Hallo Jürgen, Peter,
erst mal danke für eure Vorschläge, ich lass erst mal die beiden Patronen
am Auslassrohr liegen und fahre in 6 Std. nach Norwegen !
Werde das Ganze ab dem 30.06. noch mal aufgreifen ! Hab ja ein paar Tage Zeit, mir alles noch einma durch den Kopf gehen zu lassen .

Danke und bis bald.

Michael, der jetzt zum angeln nach Hitra fährt !l


----------



## velos (11. Juni 2008)

*AW: Was läuft hier verkehrt ?*

na denn, schönen Urlaub


----------



## Jürgen-V (11. Juni 2008)

*AW: Was läuft hier verkehrt ?*

hi peter
das kann ich nu aber gar nicht verstehen.
deine neue 1a filteranlage hast du doch für deine teicherweiterung gebaut oder? 
müßte doch also ehr zu groß für dein jetziges teichvolumen sein oder?

stimmt das oder liege ich da falsch peter?

bitte um antwort


----------



## velos (11. Juni 2008)

*AW: Was läuft hier verkehrt ?*

in meinem teich schwimmen neben meinen 15 koi (3-4 jahre alt) noch 15 junge die keiner haben will.
der neue filter ist wie du weißt von april.
die jungen müssen bis auf 3 st. raus
futter gibt es 3 mal am tag ein schnapsglas voll
einmal in der woche 10% wasserwechsel
trotzdem nitrit
habe das gefühl mein __ hel-x kommt nicht in die pötte
habe gestern filterstarterbakterien übers hel-x gekippt


----------



## Jürgen-V (11. Juni 2008)

*AW: Was läuft hier verkehrt ?*

hi
bitte gebe mir jetzt mal genaue ecktaten ohne zu fragen, bitte.
1
teichvolumen?
2
menge deiner patronen und länge
3
wieviel liter __ hel-x

ich liege richtig das dein patronen vor deinem hel-x sind oder?
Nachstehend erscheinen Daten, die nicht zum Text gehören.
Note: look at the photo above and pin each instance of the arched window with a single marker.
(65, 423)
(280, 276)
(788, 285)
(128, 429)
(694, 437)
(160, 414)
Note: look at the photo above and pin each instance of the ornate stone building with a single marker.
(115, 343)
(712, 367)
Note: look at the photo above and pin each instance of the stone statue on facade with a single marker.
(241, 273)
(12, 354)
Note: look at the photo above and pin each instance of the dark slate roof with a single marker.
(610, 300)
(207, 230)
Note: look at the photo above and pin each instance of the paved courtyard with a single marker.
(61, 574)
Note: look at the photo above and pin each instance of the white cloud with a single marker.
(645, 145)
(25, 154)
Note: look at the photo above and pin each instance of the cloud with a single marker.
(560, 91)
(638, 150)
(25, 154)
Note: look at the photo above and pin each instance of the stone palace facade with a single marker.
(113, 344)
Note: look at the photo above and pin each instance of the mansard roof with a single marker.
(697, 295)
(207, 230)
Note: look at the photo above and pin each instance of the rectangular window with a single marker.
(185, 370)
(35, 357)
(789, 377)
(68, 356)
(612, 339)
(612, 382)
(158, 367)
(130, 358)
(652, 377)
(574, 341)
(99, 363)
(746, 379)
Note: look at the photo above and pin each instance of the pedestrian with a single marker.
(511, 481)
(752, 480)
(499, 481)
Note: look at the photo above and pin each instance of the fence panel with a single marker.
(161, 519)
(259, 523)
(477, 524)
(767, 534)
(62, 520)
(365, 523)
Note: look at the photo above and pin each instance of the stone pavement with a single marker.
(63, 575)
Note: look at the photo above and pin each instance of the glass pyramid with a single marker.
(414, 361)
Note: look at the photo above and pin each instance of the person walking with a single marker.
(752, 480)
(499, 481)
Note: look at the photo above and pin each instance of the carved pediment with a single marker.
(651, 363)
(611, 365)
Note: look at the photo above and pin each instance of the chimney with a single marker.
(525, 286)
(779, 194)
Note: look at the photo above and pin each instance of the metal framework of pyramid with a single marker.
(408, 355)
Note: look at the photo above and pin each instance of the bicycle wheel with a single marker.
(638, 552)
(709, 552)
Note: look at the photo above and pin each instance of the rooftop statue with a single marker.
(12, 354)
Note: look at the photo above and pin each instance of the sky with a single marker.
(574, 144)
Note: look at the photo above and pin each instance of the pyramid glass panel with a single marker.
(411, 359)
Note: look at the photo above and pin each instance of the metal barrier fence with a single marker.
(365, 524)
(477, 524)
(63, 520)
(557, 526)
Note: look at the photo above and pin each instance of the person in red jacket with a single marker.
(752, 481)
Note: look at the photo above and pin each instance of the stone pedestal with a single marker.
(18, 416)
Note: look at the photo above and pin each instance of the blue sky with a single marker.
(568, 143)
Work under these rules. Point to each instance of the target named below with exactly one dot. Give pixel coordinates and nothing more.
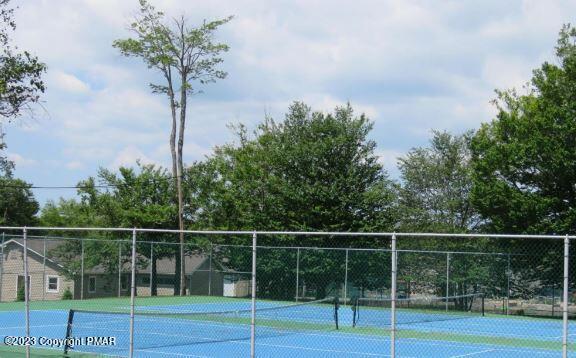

ich glaube ich weiß wo dein problem liegt peter.


----------



## velos (11. Juni 2008)

*AW: Was läuft hier verkehrt ?*

teich 12000l
beide pflanzenfilter zusammen 3000l
300l __ hel-x noch von hand bewegt
LETZTE kammer vor dem ersten pflanzenfilter ist natürlich der patronenfilter
50 patronen-mittel 40cm lang
zwei pumpen (10.000er u. 5.000er)

also:
teich
erster pflanzenfilter
sifi-kammer
1 hel-x kammer
2 hel-x kammer
3 patronenfilter
uvc 50w (12 Std)
2 pflanzenfilter


----------



## Jürgen-V (11. Juni 2008)

*AW: Was läuft hier verkehrt ?*

hi peter
auch wenn ich jetzt schläge von allen seiten bekomme, denke ich das deine boifilteranlage viel zu groß ist.
ich habe das hier schon mal bei den patronenfiltern versucht zu erklären.
es gibt halt im ganzen net nicht eine info oder aussage die meine meinung teilt.
was ich hier sage findest du auch in keinem forum, weil man das ganze auch nur feststellen kann wenn man plexiglasrohre im pf verwendet und dann stück für stück patronen austauscht, schließt, weniger verwendet oder auch mehr und natürlich auch stark besiedelte patronen mit neuen austauscht. die durchflussmenge ist enorm peter. tauscht man neue gegen eingefahrene patronen aus, kommen die fast zu einem stillstand.
die folge ist....die gut bestückte pakterienkolonie die auf der patrone sind sterben ab und wandeln sich um in schmutz-und gammelecken-bakterien und über die kann unser fischdoc (rainer)dir jede menge erzählen.
ich machs jetzt kurz...ich kann mir leicht vorstellen das es sich beim __ hel-x ähnlich verhält.
bakkies sammeln sich in den filterkörpern an und versperren dem wasser den leichteren weg hindurch zu fließen. hat man jede menge filtermasse (hel-x) hats das wasser natürlich um so leichter.
fangen die bakkies an auf der einen seite der hel-x zu wachsen verschließen sie die durchflussmenge und dann geht halt das wasser den leichteren weg (größere öffnung)durch dir unbesiedelten helix-körper und so wird es bei dir sein peter.
anders kann es bei deinem filtervolumen ja gar nicht sein.


----------



## sister_in_act (11. Juni 2008)

*AW: Was läuft hier verkehrt ?*



> in meinem teich schwimmen neben meinen 15 koi (3-4 jahre alt) noch 15 junge die keiner haben will.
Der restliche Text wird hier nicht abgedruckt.